Date of Award
Master of Arts
Teaching English to Speakers of Other Languages
Second language (L2) learning has begun recognizing that intelligibility, comprehensibility, and accentedness influence how nonnative speakers of English are perceived by others. As such, pronunciation instruction is becoming more common in L2 curriculum around the world. Corrective Feedback (CF) is commonly given in the pronunciation classroom to draw attention to and correct learners’ errors. Research has tried to understand what forms of CF are most effective for language learning, how CF affects pronunciation, and what learners believe about CF. What is lesser known is if the frequency or rate of CF affects learner’s uptake and pronunciation error repair. Participants in this study were nonnative English speakers who were placed in the high frequency feedback group (HFFG) or the low frequency feedback group (LFFG). After an initial demographic and language beliefs survey, participants experienced a one-on-one pronunciation session with a pronunciation researcher. In the pronunciation session, participants received either high frequency feedback (100% of errors corrected) or low frequency feedback (50% of errors corrected defined as every other error corrected).
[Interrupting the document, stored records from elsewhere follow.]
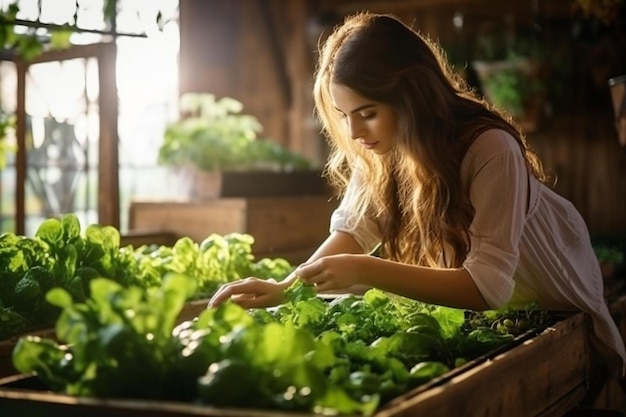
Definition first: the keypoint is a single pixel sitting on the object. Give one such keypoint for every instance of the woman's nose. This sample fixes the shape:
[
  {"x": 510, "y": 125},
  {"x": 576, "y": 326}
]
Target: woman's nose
[{"x": 356, "y": 128}]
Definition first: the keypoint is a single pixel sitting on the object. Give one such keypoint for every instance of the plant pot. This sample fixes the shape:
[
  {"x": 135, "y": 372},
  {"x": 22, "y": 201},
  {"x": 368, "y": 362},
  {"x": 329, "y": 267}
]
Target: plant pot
[
  {"x": 202, "y": 185},
  {"x": 521, "y": 89}
]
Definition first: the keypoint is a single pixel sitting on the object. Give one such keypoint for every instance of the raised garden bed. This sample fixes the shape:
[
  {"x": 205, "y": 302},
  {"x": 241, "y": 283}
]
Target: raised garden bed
[{"x": 540, "y": 374}]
An immediate follow up survey asked learners about their frequency preference for feedback and their emotional reactions to the feedback. After a nonparametric statistical analysis, results indicated that there were no statistically significant differences between the uptake rates of the HFFG and LFFG. Marginal significance was found in the repair rates between the HFFG and LFFG with the LFFG performing marginally better, but not to a statistically significant level. Frequency of CF may affect learners’ error repair rates. The immediate follow up survey indicated that most participants were inaccurate in their perception of the frequency of CF they received during the lesson. Only two participants changed their preference for frequency of CF after the lesson. These two wanted more feedback and no learner wanted less feedback. Finally, the same survey indicated that learners felt mostly positive emotions when receiving feedback, while only two experienced nervousness/anxiousness. Conclusions are that feedback frequency does not seem to affect learner uptake, but that frequency may affect pronunciation error repair.